Lessons-Learned Prompts

  1. Why is exactly-once delivery practically impossible in a system like this, and what does at-least-once force every handler author to do?
  2. Walk through exactly what happens to an in-flight job when a worker is kill -9'd. Which Redis key holds it, who notices, and how is it recovered? What could still go wrong (e.g. the side effect already happened)?
  3. How did you make a handler idempotent? Where does the dedup key live, what is its TTL, and what is the failure mode if the TTL is too short or too long?
  4. Why exponential backoff with jitter rather than a fixed retry delay or plain exponential backoff?

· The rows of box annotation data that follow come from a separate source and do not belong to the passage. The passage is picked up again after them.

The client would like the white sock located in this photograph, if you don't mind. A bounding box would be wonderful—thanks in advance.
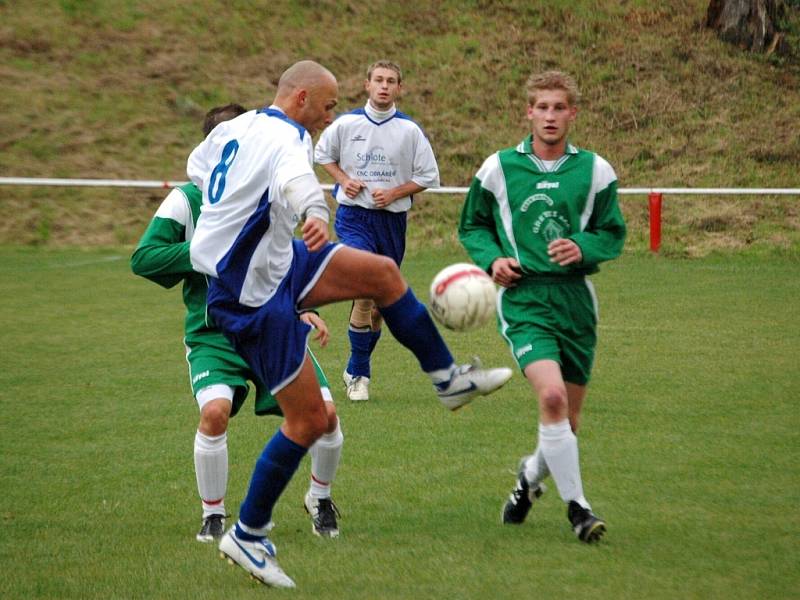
[522,444,550,486]
[428,363,456,385]
[194,431,228,518]
[539,419,591,508]
[308,423,344,498]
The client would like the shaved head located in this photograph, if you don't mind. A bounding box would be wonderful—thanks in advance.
[274,60,339,135]
[278,60,336,96]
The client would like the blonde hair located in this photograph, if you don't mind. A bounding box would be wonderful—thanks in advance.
[525,71,581,106]
[367,60,403,83]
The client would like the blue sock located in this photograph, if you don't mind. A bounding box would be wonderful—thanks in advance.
[239,429,308,529]
[369,329,381,356]
[379,288,453,373]
[347,325,372,377]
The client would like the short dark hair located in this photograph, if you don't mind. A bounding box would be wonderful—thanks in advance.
[203,104,247,136]
[367,60,403,83]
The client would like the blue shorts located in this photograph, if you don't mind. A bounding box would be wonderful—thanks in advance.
[208,240,342,394]
[336,204,408,265]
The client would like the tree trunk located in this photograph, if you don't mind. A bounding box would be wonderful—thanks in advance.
[706,0,787,54]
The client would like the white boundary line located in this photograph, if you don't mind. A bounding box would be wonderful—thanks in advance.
[0,177,800,196]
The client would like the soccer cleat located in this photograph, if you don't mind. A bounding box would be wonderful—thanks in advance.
[196,515,225,544]
[567,500,606,544]
[303,493,341,537]
[342,371,369,402]
[503,471,547,525]
[436,358,512,410]
[219,526,295,588]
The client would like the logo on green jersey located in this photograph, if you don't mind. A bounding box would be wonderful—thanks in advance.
[519,194,554,212]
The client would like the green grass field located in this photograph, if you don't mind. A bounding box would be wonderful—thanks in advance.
[0,247,800,599]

What problem does the jitter solve under load?
  5. What is your "visibility timeout" (how long a job may sit in processing before recovery re-queues it), and how does its value trade off duplicate processing against recovery latency?
  6. How does the worker pool apply backpressure when handlers are slower than the enqueue rate, and how would you detect and alert on a queue that is falling behind?

Portfolio & Resume

Resume Bullets

  • Built a Redis-backed distributed job queue in Go (go-redis/v9) providing at-least-once delivery with a reliable-queue (BLMOVE processing-list) design, automatic crash recovery of orphaned in-flight jobs, and a dead-letter queue for poison messages.
  • Implemented exponential-backoff-with-jitter retries, delayed/scheduled jobs via a Redis sorted set, idempotent (deduplicated) enqueue, and per-queue priorities behind an ergonomic Enqueue / Register / Run library API.
  • Instrumented the system with Prometheus metrics (throughput, failure & retry rates, queue-depth gauges, processing-latency histogram) and shipped a Docker Compose stack with Grafana dashboards; validated reliability with testcontainers-go integration and crash-recovery tests under -race.

Interview Talking Points

  • The reliable-queue pattern: why an atomic BLMOVE pending -> processing (formerly BRPOPLPUSH) keeps a job in exactly one list and makes crash recovery possible, vs a naive LPOP that loses jobs on crash.
  • At-least-once vs exactly-once: why you chose at-least-once, why exactly-once is a myth without idempotent consumers, and how dedup keys narrow (but don't close) the duplicate window.
  • Idempotency: concrete strategies — natural idempotency, dedup markers keyed by job id, and Attempt-aware handlers.
  • Dead-letter queues: why poison messages must be quarantined rather than retried forever, and how operators inspect and requeue them.
  • Backoff + jitter: preventing thundering-herd retries against a failing downstream by spreading retry times.
  • Observability & backpressure: which metrics tell you the system is healthy, how queue depth signals that consumers can't keep up, and how the bounded worker pool applies backpressure.
  • Lists vs Streams: the tradeoffs that drove the ADR, and when Streams' built-in XAUTOCLAIM recovery would be worth the added complexity.